Ah, The Fens. That bleak desolate waste of flat drained land situated as far north as East Yorkshire and Nottinghamshire, as far south as Huntingdonshire and Essex and as far east as Norfolk.

There is something magical about this flat and seemingly uninteresting landscape.

Is it the fishing? Yes the fishing is very good indeed; but most of all it is the people.

The first thing you notice as you enter fenland is the plethora of wrecked vehicles. Many of these bent bits of metal are seen laying forlorn in fields and hedgerows. The problem with fenland roads is that they are straight for long distances culminating in sharp hairpin bends, hence the reason for the wreck in the ditch.

Then you have the gardens; again full of wrecked cars, tractors, old comboyned haarvesters, ploughs, haywains, neddy carts and other decrepit bits of agricultural hardware.

Look out for the local drivers for goodness sake. They are quite simply the worst drivers in Britain. The reason for this is that most of them pass their tests at the age of 14 on a tractor. There are two speeds to the local drivers – dead slow where they take delight in causing tail backs for several miles, and go-like hell!

If there is a speed limit of 50 miles an hour on a narrow road next to a drain and you stick to it, the locals will invariably tail-gate you by sitting about 1/2 an inch from your back bumper whilst hooting, giving you a two finger salute and screaming: “Geh oorff moy laand!”

No wonder the roads of the fens, especially those of the Lincolnshire fens have the highest accident rate in the whole of England!

There are two main classes of people to be found in Fenland. The local peasants are the salt of the Earth. Good old boys who drink ten pints of Speckled Hen and then cycle back home weaving from one side of the road to the other. Many of them remind me of the farm workers I knew in my youth, dressed in smocks, chewing grass and driving gentle dobbins pulling the plough.

And then there are the local village girls. Huge they are, mainly from swinging tatie sacks and carrying two or three bairns on their backs. They remind me of Zulu women.

And talk about drink.

Other than picking taties or driving tractors, drinking is the next most popular occupation amongst the local girls, and I mean girls up to 60 years of age. They don’t sit there demurely with a ladies half – no way, they knock back six pints of bitter in no time, whilst gorging in six packets of crisps and a couple of bacon butties.

And now we come to the real men of the Fens, the farmers. Their sole topic of conversation is whether it is too dry, too wet or too expensive, plus how they are being ripped off by the local supermarket!

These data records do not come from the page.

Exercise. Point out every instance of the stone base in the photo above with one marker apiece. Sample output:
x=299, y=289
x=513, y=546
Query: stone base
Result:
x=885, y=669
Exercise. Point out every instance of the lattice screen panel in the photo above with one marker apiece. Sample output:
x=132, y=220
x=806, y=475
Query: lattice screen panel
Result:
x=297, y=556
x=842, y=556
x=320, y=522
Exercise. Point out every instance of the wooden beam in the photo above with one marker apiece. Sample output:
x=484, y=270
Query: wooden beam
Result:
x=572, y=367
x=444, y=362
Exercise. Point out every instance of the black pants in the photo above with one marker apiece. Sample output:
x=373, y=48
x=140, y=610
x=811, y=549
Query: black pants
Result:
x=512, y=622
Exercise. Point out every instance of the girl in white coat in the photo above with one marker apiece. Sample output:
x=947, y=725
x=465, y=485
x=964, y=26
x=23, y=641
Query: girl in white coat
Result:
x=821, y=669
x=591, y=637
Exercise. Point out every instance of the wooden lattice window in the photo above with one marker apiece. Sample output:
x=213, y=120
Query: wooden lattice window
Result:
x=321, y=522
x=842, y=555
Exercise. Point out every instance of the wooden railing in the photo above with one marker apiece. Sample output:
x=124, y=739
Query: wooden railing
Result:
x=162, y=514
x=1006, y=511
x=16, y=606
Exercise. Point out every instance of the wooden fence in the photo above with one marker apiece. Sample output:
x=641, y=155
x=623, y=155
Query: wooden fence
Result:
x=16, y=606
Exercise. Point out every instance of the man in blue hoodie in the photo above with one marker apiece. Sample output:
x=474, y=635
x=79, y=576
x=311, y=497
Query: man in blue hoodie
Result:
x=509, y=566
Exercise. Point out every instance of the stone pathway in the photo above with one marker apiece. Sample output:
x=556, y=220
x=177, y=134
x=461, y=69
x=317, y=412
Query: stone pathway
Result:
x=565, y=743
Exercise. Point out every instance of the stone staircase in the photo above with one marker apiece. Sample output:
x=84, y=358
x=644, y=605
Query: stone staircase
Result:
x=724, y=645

They are the heaviest drinkers I have ever met in my life, yet they can mount a tractor and plough 100 acres of land after 10 pints, or a bottle of Scotch. The white Afrikaans population of South Africa, with a reputation of being the heaviest drinkers in the world has nothing on the farmers of the fens.

Saturday night is the time for celebration amongst the fenland farmers. They will invariably gather at one of the farms and cook a whole cow on the spit whilst demolishing several crates of whisky and numerous barrels of strong ale.

There are always plenty of bairns in evidence, to carry on the family tradition and take over the farm when the patriarch eventually dies of alcoholic poisoning.

However, with all their faults, I really love the people of the fens, together with the marvellous fishing there is down there.